Watertoets Conceptrapport
9W1423/R20110407/501592/Rott 7 april 2011
Kaderrichtlijn Water De Europese Kaderrichtlijn Water (KRW) bevat doelstellingen met betrekking tot het waterkwalitatieve deel van het watersysteem. De doelstellingen van richten zich vooral op de waterkwaliteit en de ecologische toestand van watersystemen en gelden voor alle waterlichamen in Europa. Voor de waterlichamen is bepaald wat het type is en daar horen maatlatten bij voor de chemische en ecologische te bereiken toestand. De termijn waarop die doelstelling moet worden gehaald kan verschillen, echter voor de beschermde gebieden geldt 2015. Op basis van het verschil tussen de huidige situatie en deze te bereiken toestand, zijn maatregelenprogramma's opgesteld.
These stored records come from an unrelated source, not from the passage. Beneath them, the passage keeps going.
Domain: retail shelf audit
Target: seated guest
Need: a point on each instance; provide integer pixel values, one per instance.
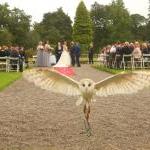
(126, 49)
(2, 51)
(148, 46)
(21, 58)
(15, 54)
(7, 51)
(131, 47)
(144, 48)
(137, 54)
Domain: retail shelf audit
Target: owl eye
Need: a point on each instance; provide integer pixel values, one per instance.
(89, 84)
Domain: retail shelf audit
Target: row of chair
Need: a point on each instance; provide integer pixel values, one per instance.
(127, 61)
(9, 64)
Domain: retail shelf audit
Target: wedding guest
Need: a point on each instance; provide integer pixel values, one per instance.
(72, 53)
(137, 54)
(58, 51)
(40, 49)
(77, 54)
(47, 54)
(144, 48)
(91, 53)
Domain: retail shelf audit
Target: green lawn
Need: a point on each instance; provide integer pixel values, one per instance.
(109, 70)
(6, 78)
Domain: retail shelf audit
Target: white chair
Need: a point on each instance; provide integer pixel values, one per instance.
(138, 62)
(146, 60)
(4, 64)
(127, 61)
(13, 64)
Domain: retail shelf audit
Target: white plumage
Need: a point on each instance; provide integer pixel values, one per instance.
(86, 89)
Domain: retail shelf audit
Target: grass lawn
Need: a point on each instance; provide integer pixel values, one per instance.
(109, 70)
(6, 78)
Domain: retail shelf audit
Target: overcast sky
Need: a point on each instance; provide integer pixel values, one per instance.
(36, 8)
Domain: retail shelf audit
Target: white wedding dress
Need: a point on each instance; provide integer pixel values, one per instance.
(65, 59)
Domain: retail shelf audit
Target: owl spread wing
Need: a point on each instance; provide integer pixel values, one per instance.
(124, 83)
(52, 81)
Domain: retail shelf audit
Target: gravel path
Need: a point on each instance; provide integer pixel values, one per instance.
(34, 119)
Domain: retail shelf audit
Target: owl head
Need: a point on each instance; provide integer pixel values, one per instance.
(86, 85)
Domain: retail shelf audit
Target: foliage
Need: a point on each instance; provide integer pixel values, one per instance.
(82, 28)
(7, 78)
(109, 70)
(138, 28)
(55, 26)
(16, 25)
(112, 23)
(6, 37)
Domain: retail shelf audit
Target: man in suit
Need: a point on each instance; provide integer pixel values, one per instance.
(91, 53)
(72, 53)
(58, 51)
(77, 51)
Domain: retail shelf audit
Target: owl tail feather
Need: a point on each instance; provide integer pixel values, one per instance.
(79, 101)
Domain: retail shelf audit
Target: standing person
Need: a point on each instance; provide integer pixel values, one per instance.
(90, 54)
(64, 64)
(21, 58)
(47, 51)
(77, 54)
(58, 51)
(65, 59)
(72, 53)
(40, 59)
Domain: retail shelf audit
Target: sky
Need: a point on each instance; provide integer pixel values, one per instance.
(36, 8)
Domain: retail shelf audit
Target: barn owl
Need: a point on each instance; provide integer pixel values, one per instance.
(86, 89)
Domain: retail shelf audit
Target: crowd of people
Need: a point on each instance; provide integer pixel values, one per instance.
(108, 53)
(65, 54)
(14, 52)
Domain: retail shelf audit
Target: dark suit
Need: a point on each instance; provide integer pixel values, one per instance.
(72, 54)
(90, 55)
(77, 54)
(58, 53)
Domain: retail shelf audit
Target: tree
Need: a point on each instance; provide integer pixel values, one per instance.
(82, 28)
(5, 37)
(4, 15)
(138, 26)
(19, 26)
(55, 26)
(101, 24)
(121, 22)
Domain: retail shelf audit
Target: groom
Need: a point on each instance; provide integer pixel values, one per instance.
(77, 52)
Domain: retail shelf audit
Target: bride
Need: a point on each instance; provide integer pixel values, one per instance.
(65, 59)
(64, 64)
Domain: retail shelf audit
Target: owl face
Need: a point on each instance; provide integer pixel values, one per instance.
(86, 85)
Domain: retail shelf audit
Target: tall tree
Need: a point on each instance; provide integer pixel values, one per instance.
(138, 26)
(121, 21)
(19, 26)
(101, 24)
(55, 26)
(5, 37)
(82, 28)
(4, 15)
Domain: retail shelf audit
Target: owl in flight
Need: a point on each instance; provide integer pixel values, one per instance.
(86, 89)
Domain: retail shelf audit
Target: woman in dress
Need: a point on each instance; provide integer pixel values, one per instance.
(64, 64)
(40, 49)
(48, 48)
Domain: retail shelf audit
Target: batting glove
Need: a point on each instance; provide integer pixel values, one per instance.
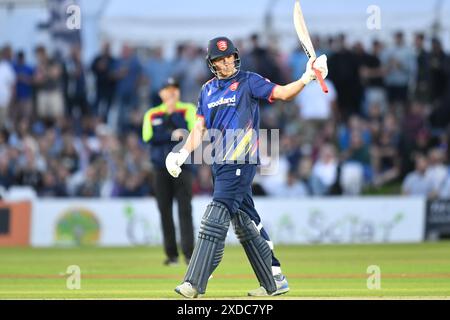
(174, 161)
(320, 64)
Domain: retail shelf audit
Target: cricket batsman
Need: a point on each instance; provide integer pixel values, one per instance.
(230, 101)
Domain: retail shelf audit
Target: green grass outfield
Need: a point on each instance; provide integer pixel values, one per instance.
(319, 271)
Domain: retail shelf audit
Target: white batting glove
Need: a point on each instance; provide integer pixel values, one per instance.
(320, 64)
(174, 161)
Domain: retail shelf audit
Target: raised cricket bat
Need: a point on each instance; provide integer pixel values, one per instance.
(305, 41)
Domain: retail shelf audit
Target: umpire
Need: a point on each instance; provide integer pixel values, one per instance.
(160, 124)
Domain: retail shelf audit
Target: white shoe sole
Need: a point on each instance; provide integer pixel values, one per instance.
(184, 293)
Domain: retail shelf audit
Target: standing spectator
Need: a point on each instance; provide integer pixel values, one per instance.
(316, 108)
(7, 82)
(372, 76)
(260, 61)
(438, 76)
(89, 186)
(416, 182)
(128, 74)
(324, 171)
(77, 105)
(159, 125)
(298, 59)
(437, 171)
(422, 79)
(400, 64)
(49, 85)
(157, 69)
(191, 72)
(23, 107)
(103, 67)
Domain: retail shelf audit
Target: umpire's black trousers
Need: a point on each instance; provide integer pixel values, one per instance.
(166, 189)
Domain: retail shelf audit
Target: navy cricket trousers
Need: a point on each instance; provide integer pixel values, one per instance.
(233, 188)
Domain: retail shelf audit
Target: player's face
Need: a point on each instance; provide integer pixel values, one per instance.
(225, 66)
(170, 95)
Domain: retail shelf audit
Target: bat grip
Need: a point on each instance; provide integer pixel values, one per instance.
(320, 79)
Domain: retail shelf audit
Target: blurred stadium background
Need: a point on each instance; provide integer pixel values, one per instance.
(367, 163)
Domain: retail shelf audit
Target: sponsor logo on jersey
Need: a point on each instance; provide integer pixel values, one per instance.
(229, 101)
(234, 86)
(157, 121)
(222, 45)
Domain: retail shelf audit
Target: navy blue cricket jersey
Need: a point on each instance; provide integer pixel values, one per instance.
(231, 107)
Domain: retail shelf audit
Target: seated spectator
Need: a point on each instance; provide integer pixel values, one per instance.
(417, 183)
(358, 154)
(444, 193)
(51, 187)
(90, 186)
(324, 171)
(436, 171)
(351, 178)
(202, 184)
(385, 159)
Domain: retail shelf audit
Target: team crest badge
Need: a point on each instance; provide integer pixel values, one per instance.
(222, 45)
(234, 86)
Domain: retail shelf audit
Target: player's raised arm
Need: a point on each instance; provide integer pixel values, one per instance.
(175, 160)
(289, 91)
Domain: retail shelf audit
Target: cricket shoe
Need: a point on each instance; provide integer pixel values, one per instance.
(187, 290)
(282, 287)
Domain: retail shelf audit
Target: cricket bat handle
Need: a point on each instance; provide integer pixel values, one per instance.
(320, 79)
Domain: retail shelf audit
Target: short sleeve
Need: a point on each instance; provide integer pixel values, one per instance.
(261, 88)
(199, 106)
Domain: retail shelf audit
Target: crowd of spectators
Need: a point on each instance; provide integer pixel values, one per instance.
(73, 129)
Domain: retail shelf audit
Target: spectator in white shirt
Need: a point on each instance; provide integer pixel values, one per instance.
(417, 183)
(324, 172)
(437, 172)
(7, 84)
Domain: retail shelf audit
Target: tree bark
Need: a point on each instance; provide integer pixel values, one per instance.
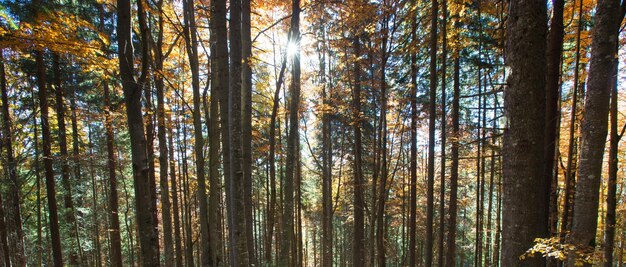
(431, 134)
(148, 235)
(454, 170)
(293, 144)
(594, 127)
(14, 234)
(524, 184)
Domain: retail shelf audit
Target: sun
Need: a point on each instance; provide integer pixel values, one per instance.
(293, 49)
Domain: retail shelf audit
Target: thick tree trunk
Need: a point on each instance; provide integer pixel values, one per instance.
(594, 127)
(14, 232)
(524, 184)
(148, 234)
Voor de uitvoering hiervan geldt een resultaatverplichting aan het einde van de planperiode. 2.1.2
Provinciaal beleid Provinciaal Waterplan Zuid-Holland 2010-2015 In het Provinciaal Waterplan zijn de opgaven van de Europese Kaderrichtlijn Water, het Nationaal Bestuursakkoord Water en het Nationale waterplan vertaald naar strategische doelstellingen voor Zuid-Holland. Het Provinciaal Waterplan beschrijft op hoofdlijnen wat de provincie in de periode tot 2015 samen met haar waterpartners wil bereiken. Het Waterplan heeft vier hoofdopgaven: 1. Waarborgen waterveiligheid; 2. Zorgen voor mooi en schoon water; 3. Ontwikkelen duurzame zoetwatervoorziening; 4. Realiseren robuust en veerkrachtig watersysteem. In het plan zijn deze opgaven verder uitgewerkt in 19 thema’s én voor drie gebieden, in samenhang met economische, milieu- en maatschappelijke opgaven. Dit leidt tot een integrale visie op de ontwikkeling van de Zuid-Hollandse Delta, het Groene Hart en de Zuidvleugel van de Randstad. Naast de visie heeft de provincie een Actieprogramma Water opgesteld. In het Actieprogramma Water staat concreet wat de provincie doet om de beoogde resultaten in 2015 te kunnen behalen. Het gaat vooral om uitwerken van nieuwe beleidskaders, bewaken van de voortgang en regie op gebiedsprojecten. De daadwerkelijke uitvoering van projecten wordt verzorgd door de waterschappen. De provincie beschrijft wat er de komende jaren moet gebeuren. De waterschappen bepalen voor hun eigen karakteristieke beheergebied hoe zij dat doen.
2.1.3
Regionaal beleid Regionaal Bestuursakkoord Water Om de wateroverlast gezamenlijk aan te pakken is op initiatief van het Stadsgewest Haaglanden, de provincie Zuid-Holland en het Hoogheemraadschap van Delfland het ‘Waterkader Haaglanden’ opgericht, en is in februari 2006 - in navolging van het Nationaal Bestuursakkoord Water - een Regionaal Bestuursakkoord Water Haaglanden ondertekend. Dit akkoord heeft als doelstelling het op orde hebben van het watersysteem in 2015. Daarbij wordt gestreefd naar een robuust en beheersbaar watersysteem dat zoveel mogelijk is gebaseerd op de principes van vasthouden, bergen en afvoeren.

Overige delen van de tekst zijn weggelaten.